Zitat von carlos7: Interessanterweise stellen in Griechenland die Frauen 40% der Informatik-Masterabgänger und 60% der Physik-Masterabgänger.
Laut Eurostat (
https://ec.europa.eu/eurostat/databrows...le?lang=de ) waren es im Jahr 2022 307 weibliche Physik-Masterabsolventen auf 848 (gesamt) Physik-Masterabsolventen.
Ich will jetzt nicht ausschließen, dass die Zahlen sich 2023/24 umgekehrt haben (da die Gruppe doch sehr klein).
Zitat von carlos7: Das fettgedruckte ist ein Phänomen, das ich Deutschland sehr deutlich ausgeprägt ist.

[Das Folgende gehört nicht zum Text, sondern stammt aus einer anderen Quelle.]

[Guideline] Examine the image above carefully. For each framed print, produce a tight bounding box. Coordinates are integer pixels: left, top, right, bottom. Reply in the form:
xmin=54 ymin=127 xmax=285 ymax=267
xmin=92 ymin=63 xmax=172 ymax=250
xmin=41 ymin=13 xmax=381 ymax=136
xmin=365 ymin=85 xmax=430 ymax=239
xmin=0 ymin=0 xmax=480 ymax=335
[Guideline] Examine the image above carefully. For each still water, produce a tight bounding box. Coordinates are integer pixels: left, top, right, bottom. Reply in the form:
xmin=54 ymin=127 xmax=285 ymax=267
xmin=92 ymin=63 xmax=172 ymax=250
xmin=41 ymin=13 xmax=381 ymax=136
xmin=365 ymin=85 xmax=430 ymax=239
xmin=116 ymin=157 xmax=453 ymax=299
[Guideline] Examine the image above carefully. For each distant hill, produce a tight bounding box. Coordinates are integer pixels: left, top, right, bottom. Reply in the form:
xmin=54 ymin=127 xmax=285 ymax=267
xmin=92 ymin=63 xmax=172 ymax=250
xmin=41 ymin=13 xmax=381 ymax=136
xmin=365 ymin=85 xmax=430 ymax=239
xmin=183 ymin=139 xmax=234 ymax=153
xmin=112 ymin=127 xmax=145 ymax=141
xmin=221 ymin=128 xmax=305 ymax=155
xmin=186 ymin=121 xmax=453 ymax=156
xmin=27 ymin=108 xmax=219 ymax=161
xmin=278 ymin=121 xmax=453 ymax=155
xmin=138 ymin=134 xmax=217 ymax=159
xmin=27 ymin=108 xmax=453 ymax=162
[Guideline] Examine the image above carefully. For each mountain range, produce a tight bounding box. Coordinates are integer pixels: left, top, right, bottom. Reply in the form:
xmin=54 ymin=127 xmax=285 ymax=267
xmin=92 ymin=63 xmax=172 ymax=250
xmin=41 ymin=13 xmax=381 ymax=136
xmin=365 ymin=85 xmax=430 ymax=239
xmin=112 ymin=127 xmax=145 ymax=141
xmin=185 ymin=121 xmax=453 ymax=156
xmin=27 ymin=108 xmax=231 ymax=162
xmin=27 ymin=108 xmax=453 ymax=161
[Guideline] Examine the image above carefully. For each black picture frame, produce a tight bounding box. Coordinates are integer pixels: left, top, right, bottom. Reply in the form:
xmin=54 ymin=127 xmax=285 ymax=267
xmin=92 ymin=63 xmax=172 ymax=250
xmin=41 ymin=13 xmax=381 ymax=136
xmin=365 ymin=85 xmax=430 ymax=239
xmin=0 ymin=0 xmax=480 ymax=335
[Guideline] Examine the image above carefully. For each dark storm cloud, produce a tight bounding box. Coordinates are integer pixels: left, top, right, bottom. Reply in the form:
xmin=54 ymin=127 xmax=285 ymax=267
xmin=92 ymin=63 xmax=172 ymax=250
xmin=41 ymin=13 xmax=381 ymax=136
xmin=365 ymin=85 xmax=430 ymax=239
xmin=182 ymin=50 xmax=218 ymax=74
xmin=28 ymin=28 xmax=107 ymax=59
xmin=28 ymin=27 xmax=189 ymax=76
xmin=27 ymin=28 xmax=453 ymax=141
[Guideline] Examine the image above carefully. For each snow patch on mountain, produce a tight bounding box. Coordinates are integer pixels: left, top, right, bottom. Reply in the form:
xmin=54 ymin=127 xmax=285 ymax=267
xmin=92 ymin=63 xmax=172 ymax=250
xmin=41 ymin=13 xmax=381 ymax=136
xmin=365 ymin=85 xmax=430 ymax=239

In Deutschland sind es für 2022 62.440 Masterabsolventen in der Sparte Information- und Kommunikationstechnologien und 15.246 weiblichen Masterabsolventen (24,4%). In Griechenland sind es 5167 gesamt auf 1950 weiblich (37,7%). Der Unterschied ist da, jedoch ist auch hier wieder die Gruppe (in Griechenland) so klein, dass da schon kleine Faktoren, die nichts mit einer Benachteiligung von Frauen zu tun haben, das Ergebnis stark verändern.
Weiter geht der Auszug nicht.